Newspapers confiscated under February 2000 press code

6.08.02 - Newspapers confiscated under February 2000 press code

The latest issues of two weeklies, Agoo Nami and Nouvel Echo, were confiscated on 2 and 3 August respectively on the orders of the Interior Minister, General Marcel Sizing Walla, for allegedly publishing "false statements".

The two newspapers had picked up reports posted on the Internet by a Togolese opposition group based in Brussels stating that President Gnassingbé Eyadéma and his family had been reported by the US news magazine Forbes in its listing of the biggest international fortunes as having a "colossal" fortune" of US$4.5 billion. The weeklies said that this fortune, allegedly hidden in tax havens, would suffice to pay off unpaid salaries and pensions, eliminate the internal debt and relaunch the national economy.

The authorities have indicated that they intend to file suit against the two publications under the new press code adopted on 23 February 2000.

Three newspapers seized for articles on human rights

10.04.02 - Another two newspapers seized

A few days after "La Tribune du peuple", two weekly newspapers were seized for publishing "false statements". On 8 April 2002, several hundred copies of "Motion d’information" were seized for publishing a story saying that a dozen opposition students escaped "a wave of planned arrests". On 9 April, several thousand copies of Regard were confiscated, following an article on massive human rights violations accusations in Togo by Amnesty International. According to the newspaper, the case was dropped at the NATO Commission on Human Rights in Geneva because Togo was supported by other "countries violating human rights".

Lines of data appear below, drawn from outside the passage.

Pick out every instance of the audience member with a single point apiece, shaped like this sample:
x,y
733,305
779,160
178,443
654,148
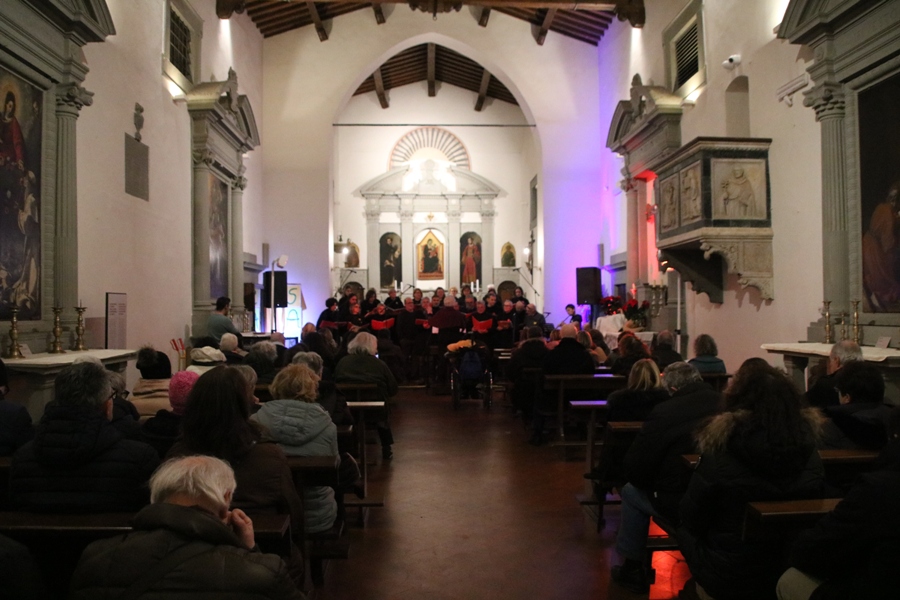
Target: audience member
x,y
186,544
853,551
162,430
79,462
656,477
301,427
860,420
706,355
642,393
821,393
361,366
763,448
664,352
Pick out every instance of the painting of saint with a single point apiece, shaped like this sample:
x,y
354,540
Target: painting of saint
x,y
879,163
430,254
470,257
218,237
20,197
391,259
508,255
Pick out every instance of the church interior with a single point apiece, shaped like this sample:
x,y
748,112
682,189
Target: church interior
x,y
733,164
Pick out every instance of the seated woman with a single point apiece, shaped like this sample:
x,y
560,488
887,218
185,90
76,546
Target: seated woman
x,y
643,392
301,427
706,355
763,448
362,366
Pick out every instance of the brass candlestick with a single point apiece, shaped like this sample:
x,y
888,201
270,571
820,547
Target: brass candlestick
x,y
79,329
829,332
56,344
14,334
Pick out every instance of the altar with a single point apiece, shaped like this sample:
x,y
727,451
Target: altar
x,y
31,379
797,355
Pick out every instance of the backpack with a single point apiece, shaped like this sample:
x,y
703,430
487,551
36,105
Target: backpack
x,y
470,368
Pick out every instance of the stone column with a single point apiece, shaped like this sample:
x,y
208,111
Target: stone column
x,y
70,98
238,185
827,99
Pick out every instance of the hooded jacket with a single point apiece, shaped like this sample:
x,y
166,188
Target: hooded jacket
x,y
224,569
79,462
304,429
739,464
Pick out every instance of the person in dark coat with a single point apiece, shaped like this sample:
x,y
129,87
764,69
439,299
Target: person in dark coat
x,y
664,352
763,448
643,392
206,549
853,551
79,462
706,355
860,420
657,479
821,391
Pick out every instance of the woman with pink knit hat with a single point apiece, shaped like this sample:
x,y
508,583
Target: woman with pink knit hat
x,y
162,430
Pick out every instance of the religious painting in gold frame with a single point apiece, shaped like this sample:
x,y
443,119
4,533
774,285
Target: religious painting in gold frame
x,y
430,257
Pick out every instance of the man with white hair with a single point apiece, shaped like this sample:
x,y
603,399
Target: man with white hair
x,y
186,544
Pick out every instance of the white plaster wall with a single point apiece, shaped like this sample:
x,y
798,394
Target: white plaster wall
x,y
498,140
307,83
743,321
126,244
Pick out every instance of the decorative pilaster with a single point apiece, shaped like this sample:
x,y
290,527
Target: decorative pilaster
x,y
827,99
238,184
70,98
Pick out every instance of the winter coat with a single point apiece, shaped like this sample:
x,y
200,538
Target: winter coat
x,y
79,462
225,569
304,429
861,425
654,462
634,405
850,547
738,464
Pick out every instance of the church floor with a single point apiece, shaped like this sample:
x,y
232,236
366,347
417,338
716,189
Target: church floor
x,y
473,511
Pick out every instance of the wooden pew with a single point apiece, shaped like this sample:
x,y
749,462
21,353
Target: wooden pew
x,y
598,385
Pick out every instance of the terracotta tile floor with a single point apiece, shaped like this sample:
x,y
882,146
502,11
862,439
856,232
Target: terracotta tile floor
x,y
472,511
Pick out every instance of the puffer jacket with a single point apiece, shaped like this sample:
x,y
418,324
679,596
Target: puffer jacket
x,y
738,464
225,569
304,429
79,462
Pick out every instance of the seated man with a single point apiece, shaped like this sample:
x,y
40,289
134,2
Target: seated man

08.04.2002 - Opposition newspaper seized

In a letter to Interior Minister General Sizing Walla, Reporters Without Borders (Reporters sans frontières - RSF) protested the seizure of nearly 2,000 copies of the newspaper "La Tribune du Peuple". "Every year in Togo, several thousand copies of private newspapers are seize and confiscated or destroyed by police," said RSF Secretary-General Robert Ménard. "In this specific case, we fear the government is using repeated seizures to nip in the bud a two-month-old newspaper that is close to the opposition." RSF has demanded a reform to Press Code provisions that allow the minister of the interior and security "to order the seizure by decree of copies of any publication whose contents constitute a press offence".

According to information collected by RSF, on 4 April 2002, the interior minister ordered the seizure of copies of "La Tribune du Peuple" for "offensive comments". Kodjo Afatsao Siliadin, the newspaper’s editor and author of the article in question, has gone into hiding. The day before, the newspaper criticised the treatment by three agents of the Togo Armed Forces (FAT) of a blacksmith accused of theft.

RSF has also raised fears about death threats repeatedly aimed at Lucien Djossou Messan, news editor of the weekly "Le Combat du Peuple". In its 2 April edition the newspaper said that, "for some time, real and specific death threats" had been made against the editor. RSF recalls that Lucien Messan had been sentenced on 5 June 2001 to twelve months in prison for "falsehoods and use of falsehoods." He was freed in a presidential pardon after five months of imprisonment.